The information in this report is preliminary and will be either supplemented or corrected during the course of the investigation.
On May 19, 2018, about 7:02 a.m. eastern daylight time, southbound CSX Transportation (CSX) freight train X41518 derailed near mile post (MP) 102.9 while traveling on main track one. The derailment occurred about 500 feet north of two CSX bridges that cross over Norfolk Southern Railway (NS) tracks. A CSX bridge on main track one was extensively damaged; a CSX bridge for main tracks two and three remained in service. Some of the derailed CSX freight cars fouled the NS tracks that were below the bridge. (See figure 1.)
Figure 1. NTSB drone aerial photograph of damaged bridge and debris.

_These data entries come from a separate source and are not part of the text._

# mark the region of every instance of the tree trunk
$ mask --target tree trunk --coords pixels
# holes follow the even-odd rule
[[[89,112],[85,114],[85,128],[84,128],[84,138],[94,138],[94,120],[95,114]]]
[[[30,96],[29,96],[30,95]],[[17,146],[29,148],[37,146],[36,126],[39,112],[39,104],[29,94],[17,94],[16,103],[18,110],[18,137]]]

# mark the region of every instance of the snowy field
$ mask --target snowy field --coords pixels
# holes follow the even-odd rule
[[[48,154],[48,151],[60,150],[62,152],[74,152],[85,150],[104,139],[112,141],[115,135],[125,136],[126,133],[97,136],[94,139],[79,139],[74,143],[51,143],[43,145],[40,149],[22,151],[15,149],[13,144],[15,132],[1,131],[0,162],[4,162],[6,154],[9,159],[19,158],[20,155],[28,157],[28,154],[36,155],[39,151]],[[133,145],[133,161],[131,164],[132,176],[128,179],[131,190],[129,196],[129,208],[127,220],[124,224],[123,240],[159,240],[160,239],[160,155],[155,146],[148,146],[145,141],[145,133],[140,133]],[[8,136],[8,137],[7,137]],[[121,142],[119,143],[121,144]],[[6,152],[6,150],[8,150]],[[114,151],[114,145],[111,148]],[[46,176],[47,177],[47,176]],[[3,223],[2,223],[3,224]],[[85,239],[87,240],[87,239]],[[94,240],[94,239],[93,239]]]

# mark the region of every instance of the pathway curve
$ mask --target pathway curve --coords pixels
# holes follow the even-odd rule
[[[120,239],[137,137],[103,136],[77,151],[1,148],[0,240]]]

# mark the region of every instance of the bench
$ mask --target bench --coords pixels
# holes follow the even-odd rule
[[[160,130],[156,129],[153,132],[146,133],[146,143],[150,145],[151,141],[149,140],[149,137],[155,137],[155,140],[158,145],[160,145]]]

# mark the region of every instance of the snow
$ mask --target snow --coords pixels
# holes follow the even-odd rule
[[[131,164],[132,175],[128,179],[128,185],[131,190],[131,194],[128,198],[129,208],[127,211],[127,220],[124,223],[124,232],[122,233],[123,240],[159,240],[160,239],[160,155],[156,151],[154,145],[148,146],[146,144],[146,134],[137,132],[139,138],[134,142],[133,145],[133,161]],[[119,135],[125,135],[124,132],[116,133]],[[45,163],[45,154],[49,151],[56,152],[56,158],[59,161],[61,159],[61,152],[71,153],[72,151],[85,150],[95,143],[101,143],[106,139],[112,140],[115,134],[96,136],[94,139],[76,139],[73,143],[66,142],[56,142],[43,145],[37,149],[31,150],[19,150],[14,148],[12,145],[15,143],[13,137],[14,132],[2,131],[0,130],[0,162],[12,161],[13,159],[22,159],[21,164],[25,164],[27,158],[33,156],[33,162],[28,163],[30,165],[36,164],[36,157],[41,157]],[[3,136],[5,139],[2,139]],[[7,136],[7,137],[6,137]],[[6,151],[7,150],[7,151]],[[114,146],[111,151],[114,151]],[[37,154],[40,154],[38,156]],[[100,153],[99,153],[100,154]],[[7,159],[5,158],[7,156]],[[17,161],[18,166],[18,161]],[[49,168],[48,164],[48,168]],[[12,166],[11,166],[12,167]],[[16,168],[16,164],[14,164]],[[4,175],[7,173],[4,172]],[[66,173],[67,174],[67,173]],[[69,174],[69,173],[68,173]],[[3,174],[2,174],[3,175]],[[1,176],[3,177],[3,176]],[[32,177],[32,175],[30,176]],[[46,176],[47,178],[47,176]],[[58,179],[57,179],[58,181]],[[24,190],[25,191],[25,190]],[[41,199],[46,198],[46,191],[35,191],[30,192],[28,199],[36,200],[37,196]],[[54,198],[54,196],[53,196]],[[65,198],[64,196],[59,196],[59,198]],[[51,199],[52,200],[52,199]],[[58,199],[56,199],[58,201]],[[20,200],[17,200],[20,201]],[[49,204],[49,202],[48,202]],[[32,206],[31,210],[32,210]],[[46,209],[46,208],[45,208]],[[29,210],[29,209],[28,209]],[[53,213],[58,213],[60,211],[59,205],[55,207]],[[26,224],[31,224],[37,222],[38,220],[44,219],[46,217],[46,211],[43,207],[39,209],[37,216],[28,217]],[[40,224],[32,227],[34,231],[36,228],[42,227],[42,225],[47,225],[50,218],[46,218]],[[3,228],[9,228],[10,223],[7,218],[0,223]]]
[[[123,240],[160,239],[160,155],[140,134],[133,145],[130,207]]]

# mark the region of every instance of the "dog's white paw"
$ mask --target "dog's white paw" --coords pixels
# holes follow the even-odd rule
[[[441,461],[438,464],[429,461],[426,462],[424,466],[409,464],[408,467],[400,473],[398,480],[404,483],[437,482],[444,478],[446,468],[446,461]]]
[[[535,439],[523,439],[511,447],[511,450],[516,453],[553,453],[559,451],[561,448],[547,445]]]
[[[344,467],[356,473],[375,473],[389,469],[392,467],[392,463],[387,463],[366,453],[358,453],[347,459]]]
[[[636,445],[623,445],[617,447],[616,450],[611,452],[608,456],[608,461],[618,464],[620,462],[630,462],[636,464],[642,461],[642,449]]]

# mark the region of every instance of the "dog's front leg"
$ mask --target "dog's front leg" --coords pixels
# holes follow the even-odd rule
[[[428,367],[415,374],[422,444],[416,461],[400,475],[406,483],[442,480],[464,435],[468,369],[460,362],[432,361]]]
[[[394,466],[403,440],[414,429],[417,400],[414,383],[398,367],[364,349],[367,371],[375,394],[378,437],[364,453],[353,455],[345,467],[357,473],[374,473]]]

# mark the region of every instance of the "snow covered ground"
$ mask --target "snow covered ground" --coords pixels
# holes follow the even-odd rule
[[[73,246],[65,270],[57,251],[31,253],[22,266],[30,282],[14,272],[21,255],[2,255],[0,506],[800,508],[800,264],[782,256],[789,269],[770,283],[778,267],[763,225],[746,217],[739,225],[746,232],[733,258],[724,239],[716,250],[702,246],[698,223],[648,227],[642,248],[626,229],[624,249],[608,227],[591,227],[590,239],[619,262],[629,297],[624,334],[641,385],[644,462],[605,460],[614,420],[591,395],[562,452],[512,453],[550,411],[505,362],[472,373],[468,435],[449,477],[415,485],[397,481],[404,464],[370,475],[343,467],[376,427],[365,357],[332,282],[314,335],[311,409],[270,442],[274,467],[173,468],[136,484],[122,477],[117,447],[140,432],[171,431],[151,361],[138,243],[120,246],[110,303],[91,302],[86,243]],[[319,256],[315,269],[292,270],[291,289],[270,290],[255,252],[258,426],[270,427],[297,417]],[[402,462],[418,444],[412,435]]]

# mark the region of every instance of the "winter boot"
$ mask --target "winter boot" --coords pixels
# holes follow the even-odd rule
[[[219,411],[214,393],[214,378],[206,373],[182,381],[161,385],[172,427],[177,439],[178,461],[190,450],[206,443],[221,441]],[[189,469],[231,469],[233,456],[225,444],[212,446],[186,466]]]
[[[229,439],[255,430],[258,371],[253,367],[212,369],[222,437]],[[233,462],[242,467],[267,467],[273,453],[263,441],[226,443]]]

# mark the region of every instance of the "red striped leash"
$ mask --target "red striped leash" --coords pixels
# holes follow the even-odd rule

The train consisted of 3 locomotives and 167 mixed-freight cars (that is, 91 loaded cars and 76 empty cars). The train was 9,910 feet long with 14,394 trailing tons. None of the derailed cars were transporting hazardous material. Of the 31 derailed cars, 25 cars (in positions 42nd through the 66th) derailed at MP 102.9. An additional 6 cars (in positions 89th through 94th) derailed at MP 103.2. The train crew was uninjured. Damage is estimated to be between $5 and $7 million.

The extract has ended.